I find Outlook is very good for time management. I dare say there are other programs out there which do much the same, and maybe even do it better, but the chances are that Outlook is already on your desktop for emails, so you might as well use it for Tasks as well.
Create a task for everything you have to do – transfer all the post-it notes, scribbles in the corner of a meeting agenda, stuff like that, to Outlook tasks. Usually one line is all you need, maybe even just a couple of words. Sometimes you want more than that – Outlook has a details box that is pretty much unlimited in size (as far as I can tell). I think it might fall over if I tried to put more than one chapter of my novel in there...
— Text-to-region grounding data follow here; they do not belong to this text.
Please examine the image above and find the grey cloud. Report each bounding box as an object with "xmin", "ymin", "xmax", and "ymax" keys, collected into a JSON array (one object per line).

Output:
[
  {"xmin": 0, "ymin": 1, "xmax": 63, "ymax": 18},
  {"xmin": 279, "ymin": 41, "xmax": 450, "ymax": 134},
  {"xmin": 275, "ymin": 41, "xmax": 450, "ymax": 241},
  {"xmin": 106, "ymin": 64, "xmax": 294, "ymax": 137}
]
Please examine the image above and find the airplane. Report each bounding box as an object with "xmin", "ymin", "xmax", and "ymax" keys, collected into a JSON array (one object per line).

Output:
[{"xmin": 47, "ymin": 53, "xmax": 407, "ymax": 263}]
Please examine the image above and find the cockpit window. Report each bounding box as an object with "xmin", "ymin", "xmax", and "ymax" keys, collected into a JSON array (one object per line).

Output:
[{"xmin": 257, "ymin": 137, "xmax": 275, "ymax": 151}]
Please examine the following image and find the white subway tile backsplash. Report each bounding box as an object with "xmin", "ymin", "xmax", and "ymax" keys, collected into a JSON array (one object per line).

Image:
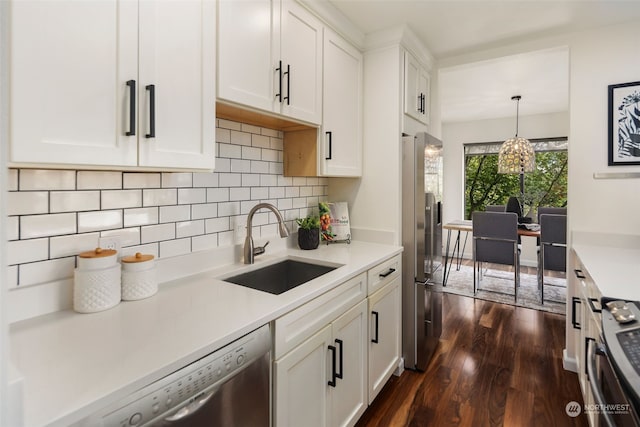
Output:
[
  {"xmin": 219, "ymin": 173, "xmax": 241, "ymax": 187},
  {"xmin": 205, "ymin": 217, "xmax": 230, "ymax": 233},
  {"xmin": 207, "ymin": 188, "xmax": 229, "ymax": 203},
  {"xmin": 192, "ymin": 203, "xmax": 218, "ymax": 220},
  {"xmin": 8, "ymin": 191, "xmax": 49, "ymax": 215},
  {"xmin": 192, "ymin": 233, "xmax": 218, "ymax": 252},
  {"xmin": 21, "ymin": 213, "xmax": 76, "ymax": 239},
  {"xmin": 231, "ymin": 159, "xmax": 251, "ymax": 173},
  {"xmin": 216, "ymin": 128, "xmax": 231, "ymax": 143},
  {"xmin": 141, "ymin": 223, "xmax": 176, "ymax": 243},
  {"xmin": 218, "ymin": 202, "xmax": 240, "ymax": 217},
  {"xmin": 159, "ymin": 238, "xmax": 191, "ymax": 258},
  {"xmin": 219, "ymin": 143, "xmax": 242, "ymax": 159},
  {"xmin": 124, "ymin": 207, "xmax": 159, "ymax": 227},
  {"xmin": 143, "ymin": 189, "xmax": 177, "ymax": 206},
  {"xmin": 193, "ymin": 172, "xmax": 218, "ymax": 188},
  {"xmin": 8, "ymin": 238, "xmax": 49, "ymax": 265},
  {"xmin": 176, "ymin": 220, "xmax": 205, "ymax": 238},
  {"xmin": 50, "ymin": 233, "xmax": 100, "ymax": 259},
  {"xmin": 241, "ymin": 123, "xmax": 261, "ymax": 134},
  {"xmin": 123, "ymin": 173, "xmax": 161, "ymax": 189},
  {"xmin": 252, "ymin": 134, "xmax": 270, "ymax": 149},
  {"xmin": 241, "ymin": 146, "xmax": 261, "ymax": 160},
  {"xmin": 50, "ymin": 191, "xmax": 100, "ymax": 213},
  {"xmin": 8, "ymin": 169, "xmax": 18, "ymax": 191},
  {"xmin": 162, "ymin": 173, "xmax": 193, "ymax": 188},
  {"xmin": 20, "ymin": 169, "xmax": 76, "ymax": 191},
  {"xmin": 9, "ymin": 119, "xmax": 329, "ymax": 298},
  {"xmin": 100, "ymin": 227, "xmax": 141, "ymax": 247},
  {"xmin": 101, "ymin": 190, "xmax": 142, "ymax": 210},
  {"xmin": 7, "ymin": 216, "xmax": 19, "ymax": 241},
  {"xmin": 159, "ymin": 205, "xmax": 191, "ymax": 223},
  {"xmin": 251, "ymin": 161, "xmax": 269, "ymax": 174},
  {"xmin": 78, "ymin": 210, "xmax": 123, "ymax": 233},
  {"xmin": 77, "ymin": 171, "xmax": 122, "ymax": 190},
  {"xmin": 19, "ymin": 257, "xmax": 75, "ymax": 287},
  {"xmin": 230, "ymin": 130, "xmax": 251, "ymax": 146},
  {"xmin": 178, "ymin": 188, "xmax": 206, "ymax": 205},
  {"xmin": 230, "ymin": 188, "xmax": 250, "ymax": 201}
]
Suppose someone sends you an email asking you to do something a couple of weeks from now. Rather than transcribing it to your Tasks, you can right click on it, select Follow Up, then hit tomorrow, next week or custom (to put your own date in). Then on the day you select, it pops up with all your other tasks for that day. In the meantime, you can forget about it.
The same with tasks - I have a database that the HR department haven't quite finished with. (They buy a million dollar PeopleSoft HR system, all shiny bells and whistles, but they still want to keep the old clunky one just in case people ask them for the data it contains. And they don't want to transfer it to the new system because that would cost money, time and effort.) Anyway, in three months time I have it scheduled for review. It will pop up on my list of things to do, I'll stroll upstairs and ask the HR bod if he still wants it, he will hum and haw and say yes, better keep it for a while longer, and I will change the date to remind me in another three months time. No worries.
Some things recur – weekly, daily, monthly, annually, whatever – Outlook lets you set up a recurrence and they will automatically come round again. Even things you do routinely every day – put them on your list because then you can tick them off and you have evidence that they have been done. Dead easy.
Then you can specify a high, regular or low priority – I usually leave them all at regular unless something really is high. If everything is High priority, then that’s regular.
If you want to prioritise in a more granular way, put a number at the beginning of the subject - for example: #1 Check backups. Outlook will sort by date, by priority, and by subject. Remember the days when computer programs had lines in them? You could say 10, 20, 30 instead of 1,2,3, which makes it easy to insert a #15 task if you want to. I don’t bother, I’m not quite that anally retentive.
It’s now under control and you can choose what you want to do next. Usually you do the high priority things (if any) and #1 things first, then #2, then #3, but that’s up to you. I have some #9 things on my list which I sometimes do because I’m in the mood. #9 Check out ski webcams is a good one to do at lunchtime
If you decide something can wait a week, change the date – Outlook will remind you about it next week.
When you finish a task (because you are just organising yourself here, you still have to actually do stuff) you can use the details box to record what you did. Tick the box that says Completed. Why? Because you now have a record of what you were meant to do, what you did and when you did it. If the boss asks you for a list of achievements, just give him your completed tasks list.
You can assign a task to someone else – you’ve done your bit, now you can pass it over. Or maybe you can delegate something you do regularly to the new Junior DBA – that would be nice. Outlook will tell you when the new guy has completed the task.
And another thing – at the end of the day, you can look at the task list and have the satisfaction of seeing that you have done wodges of stuff. You’ve done the most important things, or at least made a start on them, and moved what's left to tomorrow. You’ve done the daily recurrences which are probably fairly important or you wouldn’t be doing them every day, would you? And your list is now clear. Go home with an easy conscience.